I just read VQ-VAE-2 (Vector-Quantized – Variational AutoEncoders – 2) by Razavi et al. This paper gives very nice results on modeling image distributions with vector quantization. It dominates BigGANs under classification accuracy score (CAS) for class-conditional ImgeNet image generation. For reasons listed below I believe that vector quantization is inevitable in deep architectures. This paper convinces me that the time of VQ-VAEs has arrived.

Hinton’s grand vision of AI has always been that there are simple general principles of learning, analogous to the Navier-Stokes equations of fluid flow, from which complex general intelligence emerges. I think Hinton under-estimates the complexity required for a general learning mechanism, but I agree that we are searching for some general (i.e., minimal-bias) architecture. For the following reasons I believe that vector quantization is an inevitable component of the architecture we seek.

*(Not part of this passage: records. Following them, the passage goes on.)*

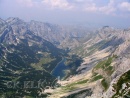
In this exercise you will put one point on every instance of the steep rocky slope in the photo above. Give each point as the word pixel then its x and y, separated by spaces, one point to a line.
pixel 105 68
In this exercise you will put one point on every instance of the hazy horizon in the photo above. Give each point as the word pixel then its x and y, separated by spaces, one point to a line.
pixel 114 13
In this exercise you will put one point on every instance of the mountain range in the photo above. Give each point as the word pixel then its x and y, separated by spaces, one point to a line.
pixel 96 60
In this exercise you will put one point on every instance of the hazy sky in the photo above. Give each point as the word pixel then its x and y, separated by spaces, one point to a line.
pixel 89 12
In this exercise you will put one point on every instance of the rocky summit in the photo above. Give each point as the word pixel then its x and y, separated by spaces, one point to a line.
pixel 44 60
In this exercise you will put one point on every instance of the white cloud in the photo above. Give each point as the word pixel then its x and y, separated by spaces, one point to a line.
pixel 91 8
pixel 125 6
pixel 107 9
pixel 62 4
pixel 27 3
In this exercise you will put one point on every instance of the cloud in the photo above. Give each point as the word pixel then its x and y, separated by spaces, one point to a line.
pixel 61 4
pixel 106 9
pixel 26 3
pixel 125 6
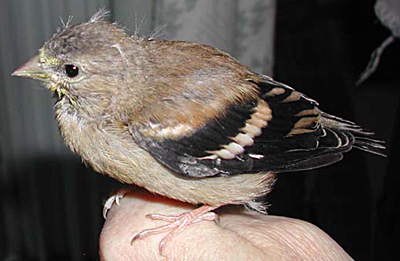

**A better learning bias.** Do the objects of reality fall into categories? If so, shouldn’t a learning architecture be designed to categorize? A standard theory of language learning is that the child learns to recognize certain things, like mommy and doggies, and then later attaches these learned categories to the words of language. It seems natural to assume that categorization precedes language in both development and evolution. The objects of reality do fall into categories and every animal must identify potential mates, edible objects, and dangerous predators.

It is not clear that the vector quanta used in VQ-VAE-2 correspond to meaningful categories. It is true, however, that the only meaningful distribution models of ImageNet images are class-conditional. A VQ-VAE with a vector quanta for the image as a whole at least has the potential to allow class-conditioning to emerge from the data.

**Interpretability. **Vector quantization shifts the interpretability question from that of interpreting linear threshold units to that of interpreting emergent symbols — the embedded tokens that are the emergent vector quanta. A VQ-VAE with a vector-quantized full image representation would cry out for a class interpretation for the emergent image symbol.

A fundamental issue is whether the vectors being quantized actually fall into natural discrete clusters. This form of interpretation is often done with t-SNE. But if vectors naturally fall into clusters then it seems that our models should seek and utilize that clustering. Interpretation can then focus on the meaning of the emergent symbols.

**The rate-distortion training objective. **VQ-VAEs support rate-distortion training as discussed in my previous blog post on rate-distortion metrics for GANs. I have always been skeptical of GANS because of the lack of meaningful performance metrics for generative models lacking an encoder. While the new CAS metric does seem more meaningful than previous metrics, I still feel that training on cross-entropy loss (negative log likelihood) should ultimately be more effective than adversarial training. Rate-distortion metrics assume a discrete compressed representation defining a “rate” (a size of a compressed image file) and some measure of distortion between the original image and its reconstruction from the compressed file. The rate is measured by negative log-likelihood (a kind of cross-entropy loss). Rate-distortion training is also different from differential cross-entropy training as used in Flow networks (invertible generative networks such as GLOW). Differential cross-entropy can be unboundedly negative. To avoid minimizing an unboundedly negative quantity, when training on differential cross-entropy one must introduce a scale parameter for the real numbers in the output (the parameter “a” under equation (2) in the GLOW paper). This scale parameter effectively models the output numbers as discrete integers such as the bytes in the color channels of an image. The unboundedly negative differential cross-entropy then becomes a non-negative discrete cross-entropy. However, this treatment of differential cross-entropy still fails to support a rate-distortion tradeoff parameter.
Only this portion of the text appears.